18En dit is nog gering in de ogen van de HEERE: Hij zal ook Moab in uw hand geven.
19U zult alle versterkte steden en alle uitnemende steden verslaan, alle goede bomen vellen, alle waterbronnen dichtstoppen en alle goede stukken land met stenen bederven.
20En het gebeurde de volgende morgen, omstreeks de tijd dat men het graanoffer brengt, zie, dat er water uit de richting van Edom kwam, en dat het land vol water liep.
21Toen nu heel Moab hoorde dat de koningen opgetrokken waren om tegen hen te strijden, werden allen die de gordel aanbinden en ouder samengeroepen; en zij stonden opgesteld bij de grens.
22Toen zij 's morgens vroeg opstonden en de zon over dat water opging, zagen de Moabieten dat water tegenover zich rood als bloed.
23En zij zeiden: Dat is bloed! De koningen hebben elkaar vast en zeker met het zwaard omgebracht en elkaar verslagen. Nu dan, op naar de buit, Moabieten!
24Maar toen zij bij het leger van Israël kwamen, stonden de Israëlieten op en versloegen de Moabieten. En zij sloegen voor hen op de vlucht. Ja, zij drongen het land binnen en versloegen de Moabieten.
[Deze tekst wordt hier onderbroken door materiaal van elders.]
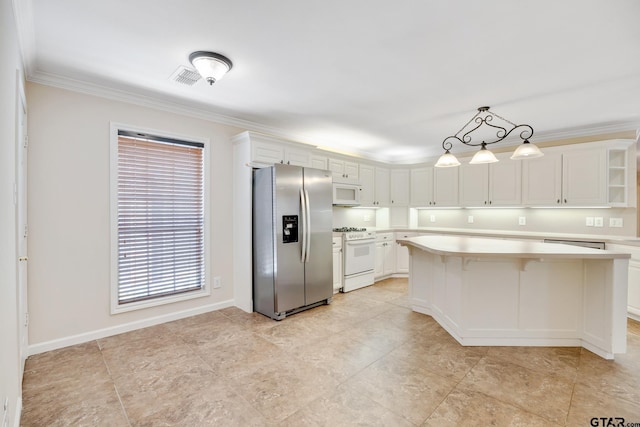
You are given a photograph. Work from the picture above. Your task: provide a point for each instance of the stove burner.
(348, 229)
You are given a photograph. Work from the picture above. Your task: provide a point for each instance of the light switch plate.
(615, 222)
25De steden maakten zij met de grond gelijk, en ieder wierp zijn steen op alle goede stukken land en zij vulden die daarmee. Ook stopten zij alle waterbronnen dicht en velden alle goede bomen, totdat alleen in Kir-Hareseth de stenen van de muur nog overbleven. Toen de slingeraars het omsingelden en aanvielen,
26zag de koning van Moab dat de strijd hem te sterk was. Hij nam zevenhonderd mannen bij zich, die het zwaard uittrokken om zich een weg te banen naar de koning van Edom, maar zij waren er niet toe in staat.
27Toen nam hij zijn eerstgeboren zoon, die in zijn plaats koning zou worden, en offerde hem als brandoffer op de muur. Dat bracht grote verbolgenheid teweeg in Israël; daarom braken zij op, bij hem vandaan, en keerden terug naar hun land.